- Born: 11 September 1876 Birmingham
- Died: 20 May 1974 (aged 97)
- Citizenship: British
- Known for: Researcher and teacher of chemistry. One of nineteen signatories to the 1904 petition to the Chemical Society for women chemists to afforded Fellowship status.
- Scientific career
- Institutions: Newnham College, Cambridge. Homerton College, Cambridge Brighton Municipal Training College for Girls

= Hilda Hartle =

British chemist

Hilda Jane Hartle (11 September 1876- 20 May 1974) was a British chemist researcher and teacher. She was prominent in promoting the teaching of Chemistry to women and became known for her opposition to domestic science.

== Biography ==
Hartle was born in Birmingham and later moved to Newnham, Cambridge in 1897 to pursue university studies.
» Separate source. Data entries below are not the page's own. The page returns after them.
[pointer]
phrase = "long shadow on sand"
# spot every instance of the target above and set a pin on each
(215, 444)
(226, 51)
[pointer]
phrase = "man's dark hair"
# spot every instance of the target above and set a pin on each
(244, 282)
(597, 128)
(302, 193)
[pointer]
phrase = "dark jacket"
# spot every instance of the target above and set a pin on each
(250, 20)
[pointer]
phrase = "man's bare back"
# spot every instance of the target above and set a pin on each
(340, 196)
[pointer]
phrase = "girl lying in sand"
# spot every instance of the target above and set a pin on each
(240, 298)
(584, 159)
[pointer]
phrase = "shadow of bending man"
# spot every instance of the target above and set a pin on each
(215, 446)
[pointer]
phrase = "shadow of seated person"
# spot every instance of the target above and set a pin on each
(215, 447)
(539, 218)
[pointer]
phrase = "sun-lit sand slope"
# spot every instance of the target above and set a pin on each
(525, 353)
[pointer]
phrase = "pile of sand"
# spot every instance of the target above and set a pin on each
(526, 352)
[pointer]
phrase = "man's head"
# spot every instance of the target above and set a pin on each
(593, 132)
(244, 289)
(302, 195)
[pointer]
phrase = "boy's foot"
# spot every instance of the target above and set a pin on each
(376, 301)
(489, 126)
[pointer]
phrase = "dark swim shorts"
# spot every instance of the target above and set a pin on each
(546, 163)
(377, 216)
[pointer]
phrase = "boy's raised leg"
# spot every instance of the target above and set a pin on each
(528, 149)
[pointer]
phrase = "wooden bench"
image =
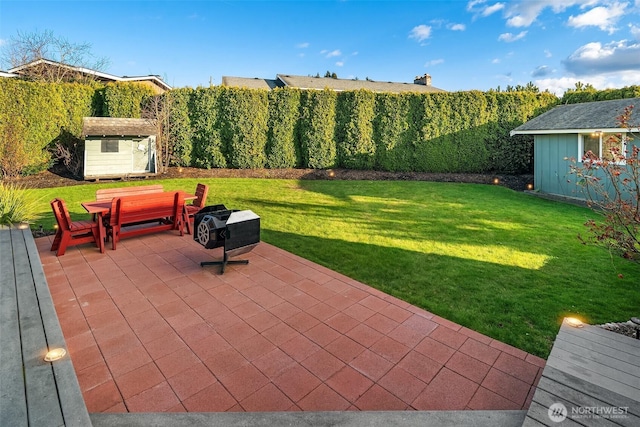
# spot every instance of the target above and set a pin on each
(105, 194)
(143, 214)
(33, 392)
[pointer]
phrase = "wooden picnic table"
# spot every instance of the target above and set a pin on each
(102, 209)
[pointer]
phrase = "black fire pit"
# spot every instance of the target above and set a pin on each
(237, 231)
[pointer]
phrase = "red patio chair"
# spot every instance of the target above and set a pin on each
(69, 232)
(190, 211)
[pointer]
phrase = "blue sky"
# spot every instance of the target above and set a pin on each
(463, 45)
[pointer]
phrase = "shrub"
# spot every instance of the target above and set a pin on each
(15, 206)
(612, 188)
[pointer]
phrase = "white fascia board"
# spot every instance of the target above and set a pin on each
(568, 131)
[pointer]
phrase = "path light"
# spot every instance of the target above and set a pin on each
(55, 354)
(574, 322)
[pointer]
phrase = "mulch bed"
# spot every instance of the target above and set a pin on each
(58, 177)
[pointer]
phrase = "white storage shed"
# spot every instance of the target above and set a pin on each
(118, 148)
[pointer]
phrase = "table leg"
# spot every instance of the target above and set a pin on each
(102, 233)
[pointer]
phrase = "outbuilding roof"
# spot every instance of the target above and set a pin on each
(251, 83)
(154, 81)
(320, 83)
(573, 118)
(111, 126)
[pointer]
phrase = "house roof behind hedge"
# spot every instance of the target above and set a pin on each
(111, 126)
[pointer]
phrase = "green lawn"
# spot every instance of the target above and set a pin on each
(503, 263)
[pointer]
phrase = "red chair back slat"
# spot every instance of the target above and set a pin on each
(202, 192)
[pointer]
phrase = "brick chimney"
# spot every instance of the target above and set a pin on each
(423, 80)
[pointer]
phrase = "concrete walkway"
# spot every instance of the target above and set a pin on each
(150, 330)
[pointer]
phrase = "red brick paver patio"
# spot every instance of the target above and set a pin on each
(150, 330)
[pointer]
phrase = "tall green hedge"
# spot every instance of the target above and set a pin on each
(180, 137)
(317, 128)
(573, 96)
(217, 127)
(244, 130)
(125, 99)
(204, 116)
(393, 133)
(282, 144)
(355, 111)
(33, 115)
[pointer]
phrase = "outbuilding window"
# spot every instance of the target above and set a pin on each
(109, 146)
(603, 145)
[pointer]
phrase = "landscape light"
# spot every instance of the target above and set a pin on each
(55, 354)
(574, 322)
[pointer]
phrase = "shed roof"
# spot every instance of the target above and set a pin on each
(586, 116)
(111, 126)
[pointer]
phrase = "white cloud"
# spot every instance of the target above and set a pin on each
(481, 8)
(420, 33)
(509, 37)
(434, 62)
(595, 58)
(524, 13)
(330, 54)
(600, 81)
(602, 17)
(541, 71)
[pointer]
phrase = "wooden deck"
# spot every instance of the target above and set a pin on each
(594, 374)
(32, 392)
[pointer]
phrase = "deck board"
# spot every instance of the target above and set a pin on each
(33, 392)
(590, 370)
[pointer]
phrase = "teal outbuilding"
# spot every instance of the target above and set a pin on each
(566, 132)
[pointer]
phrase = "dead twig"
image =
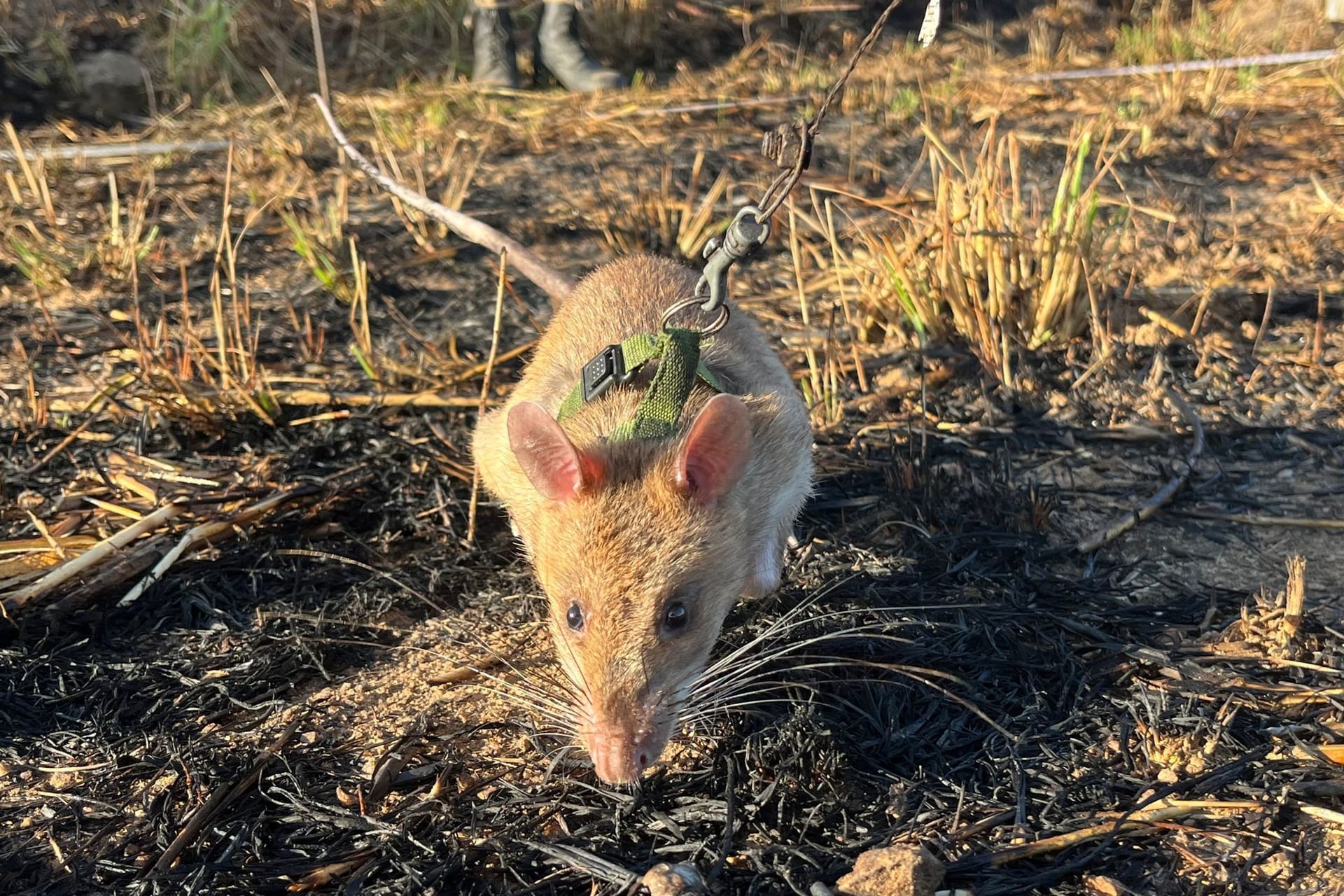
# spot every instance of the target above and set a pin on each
(553, 282)
(486, 394)
(222, 798)
(1136, 822)
(207, 531)
(89, 559)
(1164, 495)
(1253, 519)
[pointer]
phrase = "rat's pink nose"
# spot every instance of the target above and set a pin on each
(620, 757)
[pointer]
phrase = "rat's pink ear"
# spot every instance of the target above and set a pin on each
(715, 450)
(552, 463)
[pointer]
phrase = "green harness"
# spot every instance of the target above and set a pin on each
(678, 354)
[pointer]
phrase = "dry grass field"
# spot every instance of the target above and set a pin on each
(258, 637)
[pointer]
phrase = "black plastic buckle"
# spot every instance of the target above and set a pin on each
(605, 371)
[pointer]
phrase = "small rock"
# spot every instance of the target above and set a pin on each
(673, 880)
(892, 871)
(112, 85)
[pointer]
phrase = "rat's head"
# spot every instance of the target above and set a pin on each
(641, 554)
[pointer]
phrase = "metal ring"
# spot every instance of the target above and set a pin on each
(695, 302)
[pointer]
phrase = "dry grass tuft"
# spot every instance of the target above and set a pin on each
(995, 261)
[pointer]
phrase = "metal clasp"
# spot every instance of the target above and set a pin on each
(745, 235)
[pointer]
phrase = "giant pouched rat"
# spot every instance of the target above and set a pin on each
(641, 546)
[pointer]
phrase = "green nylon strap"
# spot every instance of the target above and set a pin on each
(678, 352)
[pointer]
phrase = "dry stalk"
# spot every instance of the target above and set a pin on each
(526, 261)
(1164, 495)
(486, 393)
(990, 262)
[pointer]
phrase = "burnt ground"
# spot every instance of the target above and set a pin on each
(958, 676)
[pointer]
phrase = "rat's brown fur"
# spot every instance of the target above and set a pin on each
(634, 538)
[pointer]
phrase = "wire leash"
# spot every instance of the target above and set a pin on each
(790, 147)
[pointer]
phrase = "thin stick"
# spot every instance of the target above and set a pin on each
(1136, 822)
(552, 282)
(1164, 493)
(113, 150)
(222, 798)
(1250, 519)
(486, 393)
(1194, 65)
(318, 50)
(1294, 596)
(90, 558)
(1269, 309)
(200, 533)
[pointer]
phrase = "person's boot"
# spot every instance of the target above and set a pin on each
(561, 54)
(495, 61)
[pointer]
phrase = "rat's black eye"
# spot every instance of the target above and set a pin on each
(675, 618)
(574, 617)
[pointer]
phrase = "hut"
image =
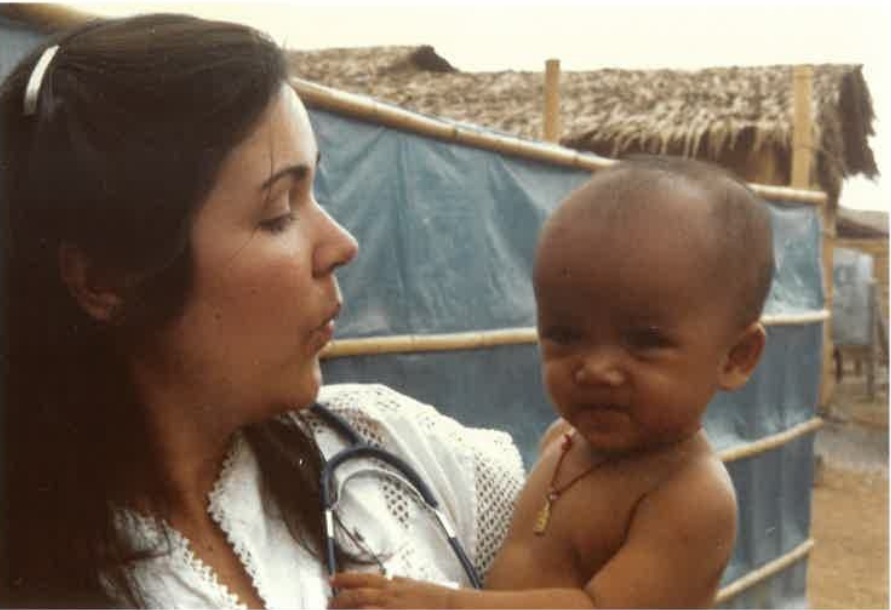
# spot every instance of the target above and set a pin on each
(861, 276)
(867, 231)
(451, 321)
(742, 118)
She became a researcher with Percy Frankland at the University of Birmingham from 1901 to 1903.

From 1903 to 1920 she was a Lecturer in Chemistry at Homerton College, Cambridge and then became principal at Brighton Municipal Training College for Teachers, Brighton (1920-1941).
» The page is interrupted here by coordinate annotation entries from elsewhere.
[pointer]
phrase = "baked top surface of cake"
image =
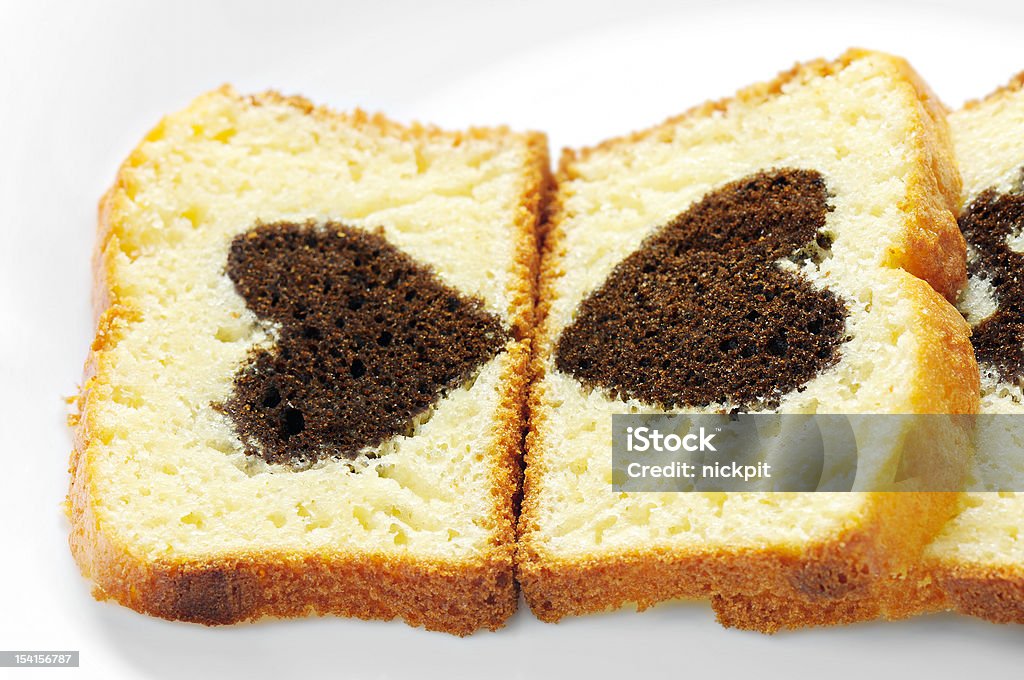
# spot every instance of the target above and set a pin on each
(981, 543)
(164, 471)
(859, 128)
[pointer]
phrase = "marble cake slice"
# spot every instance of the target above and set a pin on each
(791, 249)
(306, 389)
(976, 564)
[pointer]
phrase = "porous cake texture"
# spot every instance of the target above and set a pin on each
(305, 392)
(787, 249)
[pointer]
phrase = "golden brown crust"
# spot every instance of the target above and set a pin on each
(1012, 86)
(933, 248)
(994, 593)
(457, 597)
(845, 578)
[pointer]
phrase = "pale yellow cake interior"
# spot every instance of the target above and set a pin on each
(854, 127)
(168, 475)
(989, 142)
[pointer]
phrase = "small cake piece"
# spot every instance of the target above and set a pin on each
(305, 394)
(976, 565)
(786, 250)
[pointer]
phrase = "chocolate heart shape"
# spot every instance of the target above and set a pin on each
(701, 313)
(369, 339)
(986, 223)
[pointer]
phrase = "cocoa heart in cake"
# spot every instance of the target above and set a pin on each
(368, 339)
(701, 313)
(986, 223)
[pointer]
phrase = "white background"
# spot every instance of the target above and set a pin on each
(80, 83)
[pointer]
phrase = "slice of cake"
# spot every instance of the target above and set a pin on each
(976, 565)
(777, 251)
(305, 394)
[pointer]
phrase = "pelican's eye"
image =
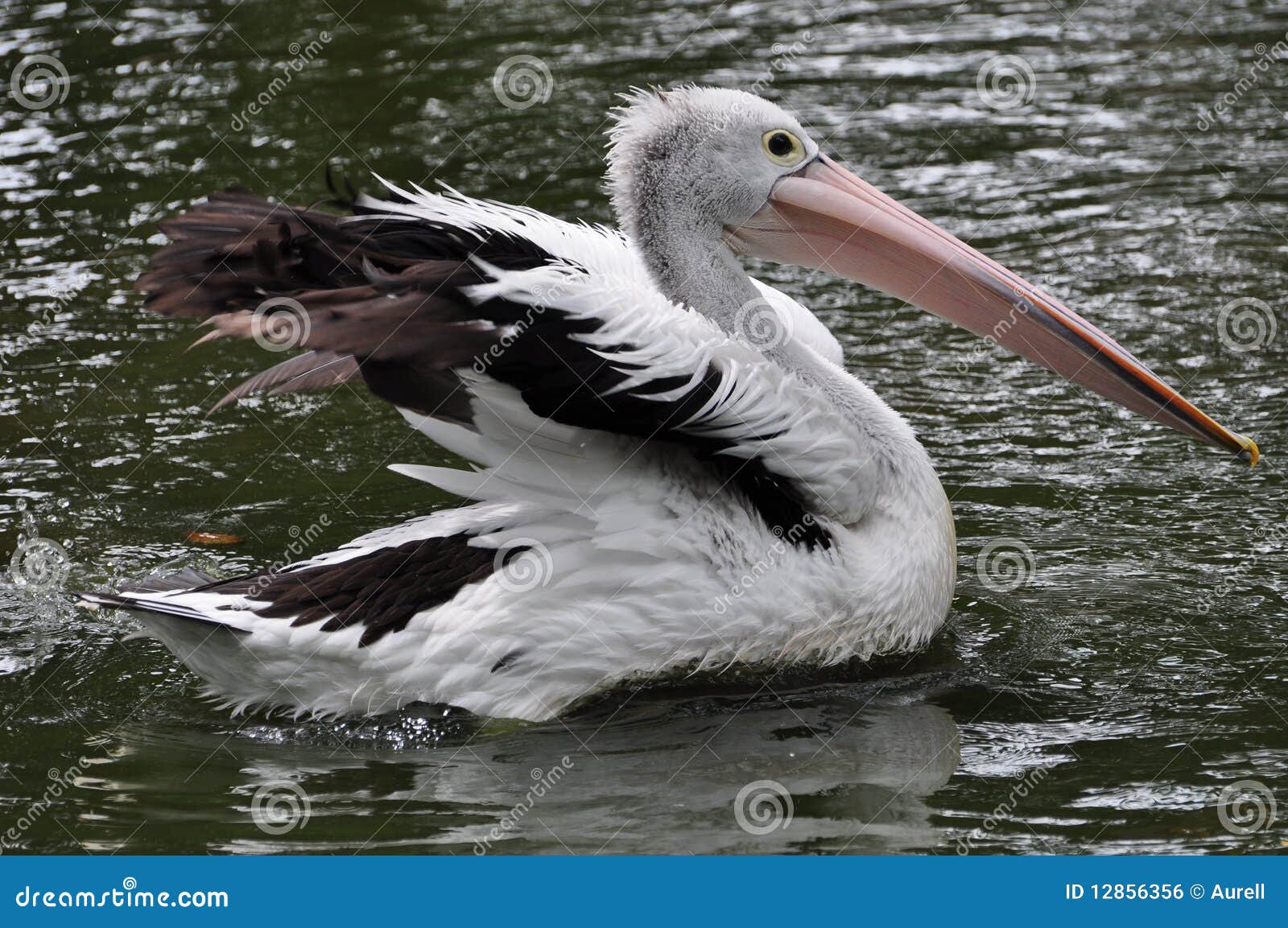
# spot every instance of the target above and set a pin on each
(782, 147)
After retirement, she went on to work for women's organisations.

== The 1904 petition ==

In 1904, Hartle, along with eighteen other British women chemists, signed a petition setting out their reasons to the Chemical Society why they should be afforded Fellowship status like their male counterparts. The petition eventually led to the admission of women as Fellows of the Society (one of the Societies that amalgamated to become the Royal Society of Chemistry), as well as identifying prominent female chemists working in Britain at this time.